その音に反射的に、少し離れた木の陰から矢が放たれた。直線を描いた矢は目的となる茂みに飛んでいく。
捕えた。矢の射手がそう思った瞬間、間一髪で茂みから黒い影が移動し矢を避けた。黒い影は矢の射手に見付けられぬ様、すぐさま身を隠す。矢の射手の位置からは完璧に見えない移動の仕方だった。やがて黒い影の動く音が消える。矢の射手は見失ったことに舌打ちをし、悪態をついた。顔は楽しそうに笑っているが。
「さすがですね、ダン師匠」
落ち着きを感じさせる少女の声が森の中に響く。人ひとりがなんとか隠れられる木の陰に、今しがた矢を射た少女がいた。
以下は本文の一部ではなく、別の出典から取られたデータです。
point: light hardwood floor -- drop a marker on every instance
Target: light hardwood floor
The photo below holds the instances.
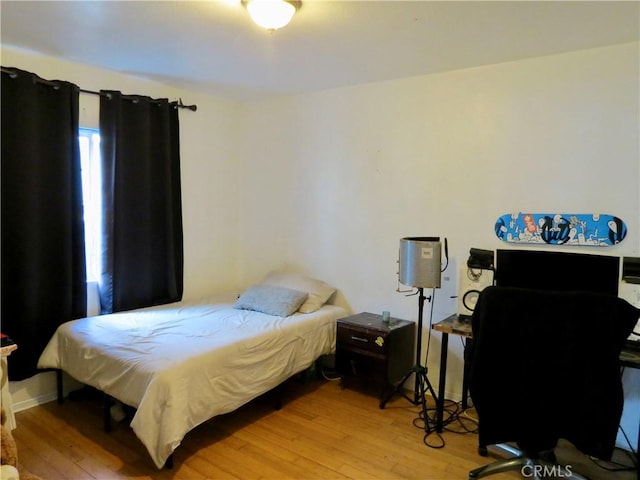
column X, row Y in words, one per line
column 322, row 432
少女はそう言いながら新たな矢を装填して周囲に注意深く目を動かす。
「痴(し)れ者が。戦場で敵に言葉を掛けるとは。よもやワシを挑発させて炙り出すつもりではないな。狙撃手であるワシ相手に挑発とは、自分を見つけて撃ってくれと言っているようなものだぞ」
姿は見えない。何処からか返すは、老いを感じさせる男性の声。
「いいえ、感動がつい口に出てしまっただけですわ」
それを飄々(ひょうひょう)とした口ぶりで少女は返した。
少女はにやりと笑みを浮かべる。いつも口数が少ないダンだが、今日は多く言葉を紡ぎ過ぎたことを彼女の耳は逃さなかった。加えて、確実に声のした方向も捉えた。